EPYC Rome processor beats Intel
AMD’s 7 nm and 64-core processors have the edge over Intel’s Xeon server CPU in terms of price and performance. Moreover, according to Bloomberg, AMD chips appear to perform better than Intel’s chips in terms of computing.
The new EPYC chip processors will improve performance across enterprise, cloud, and high-performance computing workloads. They’ll also consume less power and reduce costs by 50% for data center owners. AMD’s top model of the new EPYC line costs less than $7,000. In comparison, Intel’s Xeon 8280M costs $13,012.
The semiconductor giant’s new second-generation processors will be used by Intel’s most prominent customers, including Alphabet’s (GOOGL) Google and Twitter (TWTR). Both Google and Twitter have plans to use the EPYC server chips in their internal data centers.

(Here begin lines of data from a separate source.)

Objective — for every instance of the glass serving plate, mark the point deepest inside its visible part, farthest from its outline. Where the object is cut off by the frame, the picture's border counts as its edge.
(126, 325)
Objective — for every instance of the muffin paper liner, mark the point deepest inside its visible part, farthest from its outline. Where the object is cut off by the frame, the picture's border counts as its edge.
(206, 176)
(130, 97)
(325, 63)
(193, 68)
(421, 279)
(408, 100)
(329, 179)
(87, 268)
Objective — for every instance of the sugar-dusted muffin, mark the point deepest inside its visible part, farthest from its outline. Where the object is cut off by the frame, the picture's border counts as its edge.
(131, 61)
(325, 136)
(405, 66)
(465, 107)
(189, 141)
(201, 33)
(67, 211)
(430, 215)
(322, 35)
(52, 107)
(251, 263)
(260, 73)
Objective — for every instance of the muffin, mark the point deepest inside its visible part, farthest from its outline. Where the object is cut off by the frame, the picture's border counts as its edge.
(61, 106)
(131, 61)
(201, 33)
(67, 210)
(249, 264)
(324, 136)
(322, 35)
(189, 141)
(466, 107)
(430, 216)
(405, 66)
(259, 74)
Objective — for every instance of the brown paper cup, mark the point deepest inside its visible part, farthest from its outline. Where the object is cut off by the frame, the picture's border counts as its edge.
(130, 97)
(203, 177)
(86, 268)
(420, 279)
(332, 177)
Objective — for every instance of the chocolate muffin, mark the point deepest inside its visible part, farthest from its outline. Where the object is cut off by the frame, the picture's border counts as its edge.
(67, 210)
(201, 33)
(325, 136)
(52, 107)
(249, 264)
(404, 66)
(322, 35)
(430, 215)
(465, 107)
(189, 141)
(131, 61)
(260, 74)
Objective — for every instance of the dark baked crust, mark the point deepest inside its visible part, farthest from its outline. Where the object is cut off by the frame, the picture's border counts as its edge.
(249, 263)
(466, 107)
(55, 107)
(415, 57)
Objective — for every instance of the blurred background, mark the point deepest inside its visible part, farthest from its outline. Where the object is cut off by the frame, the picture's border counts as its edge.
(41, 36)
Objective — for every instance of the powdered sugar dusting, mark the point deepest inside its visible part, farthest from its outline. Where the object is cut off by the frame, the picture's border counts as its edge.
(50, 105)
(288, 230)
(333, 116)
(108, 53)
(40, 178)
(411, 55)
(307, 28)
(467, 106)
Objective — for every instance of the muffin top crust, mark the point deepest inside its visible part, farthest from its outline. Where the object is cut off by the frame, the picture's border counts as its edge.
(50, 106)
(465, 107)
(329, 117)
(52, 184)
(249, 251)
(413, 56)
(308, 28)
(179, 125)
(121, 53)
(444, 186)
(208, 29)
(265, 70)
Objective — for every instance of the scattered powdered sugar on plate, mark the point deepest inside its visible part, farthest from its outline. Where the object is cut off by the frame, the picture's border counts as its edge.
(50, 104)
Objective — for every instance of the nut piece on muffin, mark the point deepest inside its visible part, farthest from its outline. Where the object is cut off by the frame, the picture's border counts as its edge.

Rome processors to boost sales
AMD CEO Lisa Su expects the new processor to increase AMD’s server CPU market share to 10%, up from its current mid-single-digit share. AMD saw an outstanding response for initial shipments ahead of its launch. The company began early shipments of EPYC Rome chips to some leading enterprises and cloud customers. The initial Rome shipments boosted the company’s server CPU revenue in the second quarter. Su’s statements also signaled that the Rome processors would generate sales faster than AMD’s first-generation server CPUs.
The chip maker posted a double-digit revenue decline in the second quarter and lowered its revenue forecast for the full year. It now expects its revenue to rise in the mid-single digits. Earlier, it had expected high-single-digit sales growth for the year. Despite its lower revenue forecast, the company expects the increase to be driven by Ryzen, EPYC, and Radeon product sales. Analysts expect its sales to grow just 4.56% YoY in 2019. However, they expect its growth rate to increase 24.2% YoY in 2020.
AMD stock is gaining momentum
AMD stock has returned over 66.7% YTD (year-to-date) amid the escalating US-China trade war. These stellar returns have helped the semiconductor giant outperform the broader market. AMD has also performed better than its peers in the period.
Rivals NVIDIA, Qualcomm, and Micron have returned 21.0%, 33.4%, and 35.9%, respectively, YTD. In contrast, Intel has fallen nearly 0.5% in the same period. Further, the VanEck Vectors Semiconductor ETF (SMH) is up about 27.5% YTD, and the S&P 500 is up 15.2% in the period.
AMD closed with a rise of 1.9% at $30.78 on August 28. It’s trading 13.4% lower than its 52-week high of $35.55 and 92% higher than its 52-week low of $16.03.
Analysts tracking AMD mostly prefer to hold the stock. Among the 38 analysts that cover it, 14 analysts give it a “buy,” while 22 give it a “hold.” Only two analysts call it a “sell.” Analysts have a 12-month price target of $33.18 on the stock. It’s currently trading at a discount of 7.2% to this estimate.